Post by Nat_H » 04 Aug 2009, 20:34

Anaerobic Fitness

OK, everyone's had that burning feeling after a few seconds of sprinting, or felt drained of energy just after practice starts. You thought you were in better shape than that. Right? High intensity sports such as soccer require a specific type of preparation. I'm going to offer some (hopefully) helpful information on anaerobic fitness.

Anaerobic fitness is:
The ability to perform high-intensity exercise (such as sprinting) for periods of time: up to 1-2 minutes, and to recover quickly.

The word "anaerobic" means "without oxygen" (as compared to aerobic exercise). When you are performing a sprint, your body creates energy without synthesizing oxygen. This is necessary for sprinting because your body does not have time to circulate and burn oxygen quickly, but since energy created without oxygen is less efficient, high-intensity exercise cannot last very long. This is why eventually you must switch from a fast sprint to a slow jog.

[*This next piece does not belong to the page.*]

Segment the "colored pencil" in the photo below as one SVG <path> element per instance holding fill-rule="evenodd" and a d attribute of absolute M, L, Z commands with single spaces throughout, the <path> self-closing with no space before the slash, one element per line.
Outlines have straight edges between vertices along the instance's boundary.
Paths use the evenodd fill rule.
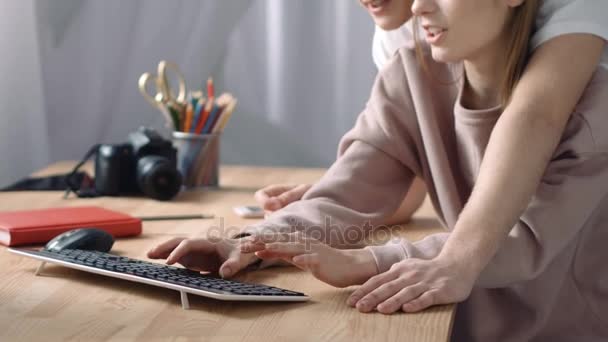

However, with the proper training and understanding, you can develop your anaerobic energy system to become more efficient and allow greater exercise duration at higher intensity.

Biochemistry

In the process of performing muscle movements at high intensity, your body needs to utilize anaerobic energy systems to fuel your muscles. There are two phases to this process:

1. The phosphate system
This system uses the little energy your body has already stored (in the form of ATP), and when the ATP is burnt out, it uses the creatine phosphate your body has stored to synthesize more ATP for use. This system relies solely on the levels of ATP and creatine phosphate your body has when you begin exercise, and as such can only provide about 10 to 15 seconds of energy. It's the first one that kicks in, using your reserves of available energy before the main anaerobic system needs to convert energy from carbs.

2. Anaerobic glycolysis
This system is the main anaerobic energy pathway. It synthesizes energy (ATP) from carbohydrates (glucose). This process is called glycolysis. Since your body can store more carbo's than it can chemicals like ATP and creatine phosphate, the glycolysis process can provide energy for longer periods of time. In fact, the two factors that determine the "shut off" point for this pathway are:

-------a. Lactic acid build-up
Because this glycolysis is anaerobic, and there is no oxygen as a
reactant, one of the byproducts of the chemical reaction is lactic
acid. Your body cannot tolerate high levels of lactic acid, so after too
much high-intensity exercise, you must slow down or stop and get
some oxygen and let your body rid your system of the lactic acid.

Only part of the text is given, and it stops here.